The CGI for Thor: Ragnarok is top-notch and helps to immerse you into the world Director Taika Waititi has put together for viewers. I honestly can't think of one moment where I was pulled out of the movie by any little bit of shoddy digital workmanship. That's nothing to shrug off when you think about how many characters and environments in the film are created via computer animation.
One aspect of Thor: Ragnarok that stood out to me was its soundtrack. Aside from a couple of action sequences accented by Led Zeppelin, a majority of the musical score is electronic. I found it very reminiscent to what Daft Punk did with TRON Legacy. It wasn't as complex as what we got with that movie, but definitely similar.
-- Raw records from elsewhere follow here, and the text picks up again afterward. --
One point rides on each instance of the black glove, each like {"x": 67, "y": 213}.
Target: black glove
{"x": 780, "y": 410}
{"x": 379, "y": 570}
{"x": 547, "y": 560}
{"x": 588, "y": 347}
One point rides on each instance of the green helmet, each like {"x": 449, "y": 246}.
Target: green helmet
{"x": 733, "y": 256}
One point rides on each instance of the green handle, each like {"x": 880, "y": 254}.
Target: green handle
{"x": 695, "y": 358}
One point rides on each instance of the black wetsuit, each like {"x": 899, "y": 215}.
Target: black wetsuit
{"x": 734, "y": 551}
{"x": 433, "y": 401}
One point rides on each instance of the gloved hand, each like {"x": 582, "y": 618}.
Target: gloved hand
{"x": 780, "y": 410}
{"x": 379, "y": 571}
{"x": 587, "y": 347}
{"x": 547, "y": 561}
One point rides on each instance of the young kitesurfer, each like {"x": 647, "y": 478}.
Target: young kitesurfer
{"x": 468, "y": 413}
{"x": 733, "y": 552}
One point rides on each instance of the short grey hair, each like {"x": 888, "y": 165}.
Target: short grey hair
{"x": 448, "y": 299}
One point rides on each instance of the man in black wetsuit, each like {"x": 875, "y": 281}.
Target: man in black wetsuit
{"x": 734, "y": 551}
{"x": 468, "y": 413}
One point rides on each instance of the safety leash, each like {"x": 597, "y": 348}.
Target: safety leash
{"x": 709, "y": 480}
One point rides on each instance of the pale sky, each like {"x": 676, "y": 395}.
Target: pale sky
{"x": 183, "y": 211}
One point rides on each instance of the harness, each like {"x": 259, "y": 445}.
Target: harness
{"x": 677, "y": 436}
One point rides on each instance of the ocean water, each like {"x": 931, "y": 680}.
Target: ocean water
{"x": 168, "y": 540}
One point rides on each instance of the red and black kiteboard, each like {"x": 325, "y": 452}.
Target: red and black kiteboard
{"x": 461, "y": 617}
Thor: Ragnarok is rated PG-13 for intense sequences of sci-fi violence and action, and brief suggestive material. There's quite a bit of profanity, too. Thor utters a curse word within the first five or ten minutes of the film. Whatever happened to the old rule that superheroes don't swear? Not in Disney's Marvel Cinematic Universe.
The blu-ray version of Thor: Ragnarok contains some great bonus features including deleted scenes and hilarious outtakes. Part three of the mockumentary "Team Thor," retitled "Team Darryl," features an eccentric new roommate. We also get making-of featurettes which explore the unique vision of director Taika Waititi; the story's unstoppable women; the effortlessly charismatic Korg; the tyrannical leader of Sakaar, the Grandmaster; and the film's comic-book origins. Audio commentary is provided by Director Waititi and more.
Rating: 8 / 10 stars.
Thor: Ragnarok is available on 4K Ultra HD, Blu-ray, DVD, and Digital HD.